The ruling party has no plans to call off its road protest, though it has spiritlessly scaled it down. Four out of the five camps with which the party began on November 24 the ongoing protest against US drone attacks have been ended.

`Ultimately, it is Peshawar that matters the most because everything (that goes to Afghanistan via Torkham border) passes from here,` said Dr Nadeem, provincial vice president of PakistanTehreek-i-Insaf.

However, reports from the other camps suggest something different.

They were reportedly wounded up after the party lost the steam to ensure workers` participation.

The presence of workers in the camps at Dera Ismail Khan and other places has been an issue difficult to overcome and, at times, a cause of public humiliation for the party in power.

Even the camp at Peshawar`s Hatayabad Toll Plaza has been a lacklustre affair for quite some days. Workers come late and go early. The number of supporters attending the camp is thinning.

However, a bunch of few party workers has done a job as hard as blocking road supplies to North Atlantic Treaty Organisation`s forces in Afghanistan for the past one month.

There is a general perception that PTI could not have laid the road siege and blocked the supplies for such a long time without the provincial government`s tacit support.

PTI rejects.`The government has no role (in disruption of Nato supplies),` claims Shah Farman, the Khyber Pakhtunkhwa information minister. He said what the protesters had been doing, it was their right.

Legally, the provincial government,he added, could not stop the supplies. As a result, the party decided that the government would stay out of it, said Mr Farman.

Why Peshawar only? Why not Karachi which is equally important to Nato sup-plies? Why adding more salt to injury for a city that has the highest cost of doing business in the country? Dr Nadeem, when asked, said that after Peshawar the network of protest camps would be extended to other cities as well.

`We thought starting from here, because we have our (party-led) government here, we would expand from here, said the PTI leader.

However, Mr Farman has something else to tell. `We chose Peshawar because, number one, we had made a commitment before the elections, and, number two, the drone attack on Hangu (in Khyber Pakhtunkhwa) provides a major justification for the party to hold its camp here,` he said.

There`s no politics into it, he added.

`It`s certainly easy here,` said Mr Farman.

Nonetheless, people opposed to PTI`s way of recording protest against US drone strikes see a weakness behind the party`s decision to choose Peshawar as the showground.

`He (PTI chief) knows what wouldhappen if they stage sit-in in a major city of any other province: they would be thrashed by the police and sent packing immediately,` said Khalid Aziz, former chief secretary of Khyber Pakhtunkhwa.

Nauman Wazir, a major steel manufacturer from Peshawar and a member of PTI Professional Forum, is not impressed either.

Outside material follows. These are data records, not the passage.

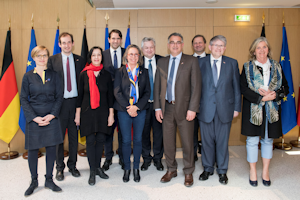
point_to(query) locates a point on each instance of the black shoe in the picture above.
(121, 163)
(100, 172)
(223, 179)
(92, 179)
(49, 184)
(195, 158)
(266, 183)
(158, 165)
(106, 164)
(253, 183)
(136, 175)
(126, 176)
(205, 175)
(74, 172)
(33, 185)
(59, 175)
(145, 166)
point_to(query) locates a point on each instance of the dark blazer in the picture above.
(225, 98)
(55, 63)
(107, 62)
(249, 96)
(91, 119)
(122, 89)
(187, 85)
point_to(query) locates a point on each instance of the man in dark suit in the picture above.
(177, 92)
(150, 60)
(69, 66)
(199, 45)
(112, 60)
(220, 103)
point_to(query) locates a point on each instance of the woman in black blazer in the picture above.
(41, 99)
(94, 112)
(132, 92)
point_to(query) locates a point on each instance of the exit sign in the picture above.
(242, 18)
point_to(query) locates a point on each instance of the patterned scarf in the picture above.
(255, 80)
(94, 91)
(133, 79)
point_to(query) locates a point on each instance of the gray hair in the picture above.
(218, 37)
(175, 34)
(147, 39)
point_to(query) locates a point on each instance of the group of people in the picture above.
(136, 90)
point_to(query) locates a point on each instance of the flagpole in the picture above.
(296, 143)
(82, 152)
(9, 154)
(282, 145)
(25, 155)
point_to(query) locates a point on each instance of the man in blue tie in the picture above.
(177, 91)
(199, 45)
(112, 60)
(220, 103)
(150, 61)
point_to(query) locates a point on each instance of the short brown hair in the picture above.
(253, 46)
(125, 61)
(64, 34)
(38, 49)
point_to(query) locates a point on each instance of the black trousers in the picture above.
(66, 117)
(158, 149)
(109, 153)
(33, 161)
(94, 149)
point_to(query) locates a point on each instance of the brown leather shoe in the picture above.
(168, 176)
(188, 181)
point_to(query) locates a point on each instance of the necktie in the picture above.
(150, 71)
(215, 72)
(170, 82)
(115, 60)
(69, 86)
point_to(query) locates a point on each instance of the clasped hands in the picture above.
(267, 95)
(132, 110)
(44, 121)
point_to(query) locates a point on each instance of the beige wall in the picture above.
(155, 23)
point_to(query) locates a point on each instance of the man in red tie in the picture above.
(68, 66)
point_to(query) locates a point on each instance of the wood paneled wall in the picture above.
(155, 23)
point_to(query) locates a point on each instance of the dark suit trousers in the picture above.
(186, 131)
(214, 137)
(66, 117)
(109, 153)
(157, 137)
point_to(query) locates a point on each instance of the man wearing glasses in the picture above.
(220, 103)
(177, 91)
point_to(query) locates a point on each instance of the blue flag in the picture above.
(288, 108)
(106, 39)
(56, 48)
(127, 41)
(30, 65)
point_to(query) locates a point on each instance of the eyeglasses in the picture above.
(133, 55)
(41, 56)
(173, 43)
(218, 46)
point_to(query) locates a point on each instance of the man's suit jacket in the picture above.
(108, 64)
(122, 89)
(187, 85)
(225, 98)
(55, 63)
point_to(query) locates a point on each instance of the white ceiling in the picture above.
(179, 4)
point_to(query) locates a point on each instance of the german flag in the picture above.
(9, 96)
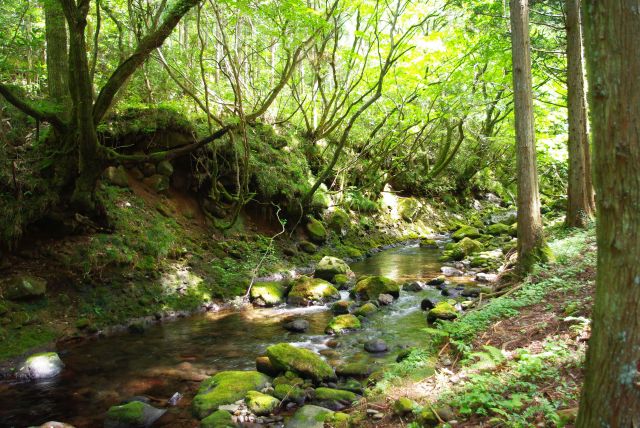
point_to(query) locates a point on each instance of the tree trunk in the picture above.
(581, 205)
(611, 392)
(57, 56)
(531, 244)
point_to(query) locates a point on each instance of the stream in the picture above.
(175, 356)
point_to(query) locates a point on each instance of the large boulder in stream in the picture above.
(134, 414)
(43, 365)
(226, 388)
(370, 287)
(305, 363)
(308, 291)
(329, 267)
(268, 293)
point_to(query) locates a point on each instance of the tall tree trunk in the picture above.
(57, 56)
(531, 243)
(581, 204)
(611, 392)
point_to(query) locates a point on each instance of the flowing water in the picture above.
(175, 356)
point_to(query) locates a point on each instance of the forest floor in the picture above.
(514, 362)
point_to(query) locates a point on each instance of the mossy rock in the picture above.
(134, 414)
(442, 311)
(261, 404)
(317, 232)
(307, 291)
(466, 232)
(499, 229)
(268, 293)
(338, 220)
(366, 309)
(310, 416)
(469, 246)
(218, 419)
(23, 287)
(369, 288)
(328, 267)
(286, 392)
(408, 209)
(305, 363)
(343, 323)
(308, 247)
(226, 388)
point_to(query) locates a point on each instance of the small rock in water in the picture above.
(375, 346)
(385, 299)
(449, 271)
(174, 399)
(427, 304)
(298, 325)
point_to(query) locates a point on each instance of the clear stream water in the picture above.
(175, 356)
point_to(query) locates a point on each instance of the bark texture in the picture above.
(611, 392)
(531, 244)
(580, 203)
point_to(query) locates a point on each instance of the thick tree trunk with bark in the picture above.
(611, 392)
(581, 204)
(531, 243)
(57, 56)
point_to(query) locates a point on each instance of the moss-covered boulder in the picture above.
(308, 247)
(261, 404)
(366, 309)
(408, 208)
(328, 267)
(268, 293)
(308, 291)
(134, 414)
(371, 287)
(343, 323)
(287, 392)
(226, 388)
(334, 399)
(499, 229)
(305, 363)
(316, 231)
(466, 232)
(218, 419)
(310, 416)
(338, 220)
(442, 311)
(21, 287)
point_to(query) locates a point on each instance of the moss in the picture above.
(371, 287)
(306, 291)
(218, 419)
(316, 231)
(301, 361)
(343, 323)
(366, 309)
(130, 414)
(268, 293)
(442, 311)
(226, 388)
(330, 394)
(289, 392)
(466, 232)
(261, 404)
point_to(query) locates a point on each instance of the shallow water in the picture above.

`It (road blockade) shows a confused mindset,` he said. On the one hand, the provincial government, said Mr Wazir, invited foreign donors to invest in Khyber Pakhtunkhwa, and on the other it had put a blind eye to the siege of an important road. `This is not going to take us anywhere,` he added.

On their part, PTI`s leaders said that they were not afraid of holding protest rallies, on crucial issues, in Karachi and Quetta at a time when`things were scary`.

PTI`s rally at Lahore against inflation and price hike, said Dr Nadeem, was a latest example of its not shying away from holding protests in other cities.

`Peshawar`s protest is symbolic, we achieved what we wanted to and we plans to continue it,` said the PTI leader.